Parviz Sara, Deldar Pasikhani Maryam, KHazardoost Soghra, Malek Mahrooz, Zamani Narges
Advanced Diagnostic and Interventional Radiology Research Center (ADIR), Radiology Department, Imam Khomeini Hospital Complex (IKHC), Tehran University of Medical Sciences (TUMS), Tehran, Iran.
Division of Female Pelvic Medicine and Reconstructive Surgery, Department of Obstetrics and Gynecology, Imam Khomeini Hospital Complex (IKHC), Tehran University of Medical Sciences (TUMS), Tehran, Iran.
Int J Surg Case Rep. 2024 Jun;119:109741. doi: 10.1016/j.ijscr.2024.109741. Epub 2024 May 9.
Uterine rupture is a rare condition that typically occurs in a scarred uterus and can happen during late pregnancy, labor, or the early postpartum period. Since most cases are seen in patients with a history of cesarean surgery, the anterior lower uterine segment is the most affected area. Most patients present with acute symptoms that compromise the fetus and the mother in a life-threatening manner.
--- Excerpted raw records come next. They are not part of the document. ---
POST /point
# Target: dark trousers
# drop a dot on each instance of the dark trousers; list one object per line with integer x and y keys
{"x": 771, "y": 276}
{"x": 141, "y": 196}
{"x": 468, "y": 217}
We present a case of uterine rupture with subacute symptoms occurring in the second trimester, which is extremely rare. The patient was a stable second-trimester multiparous woman with chronic abdominal pain, but without any signs of peritoneal bleeding or instability. No history of previous cesarean section was present, and she had recently undergone a non-complicated hysteroscopic polypectomy. Transabdominal and transvaginal ultrasounds were performed, revealing a significant full-thickness myometrial defect in the posterior uterine lower segment. This defect allowed the amniotic sac to protrude into the posterior cul-de-sac. No abdominopelvic hematoma was detected. These findings were confirmed in an urgent MRI, and the patient underwent a laparotomy during which a significant full-thickness defect was discovered at the posterior of the uterus. As it was impossible to continue the pregnancy, the fetus was surgically removed and then prepared using multiple layers.
The difference between our case and the previously reported one is in the aspect of gradual stable presentation and lacks of vaginal bleeding.
Previous hysteroscopy carries a risk for future pregnancy complications, such as uterine rupture.
子宫破裂是一种罕见病症,通常发生于瘢痕子宫,可在妊娠晚期、分娩期或产后早期出现。由于大多数病例见于有剖宫产手术史的患者,子宫下段前壁是最常受累部位。大多数患者表现为急性症状,以危及生命的方式影响胎儿和母亲。
我们报告一例妊娠中期出现亚急性症状的子宫破裂病例,极为罕见。患者是一名妊娠中期稳定的经产妇,有慢性腹痛,但无腹膜出血或不稳定迹象。既往无剖宫产史,近期接受了无并发症的宫腔镜下息肉切除术。经腹和经阴道超声检查显示子宫下段后壁存在明显的全层肌层缺损。该缺损使羊膜囊突入后穹窿。未检测到腹腔盆腔血肿。这些发现经紧急磁共振成像(MRI)证实,患者接受了剖腹手术,术中发现子宫后壁存在明显的全层缺损。由于无法继续妊娠,通过手术取出胎儿,然后进行多层处理。
我们的病例与先前报道的病例的不同之处在于症状逐渐稳定且无阴道出血。
既往宫腔镜检查会增加未来妊娠并发症的风险,如子宫破裂。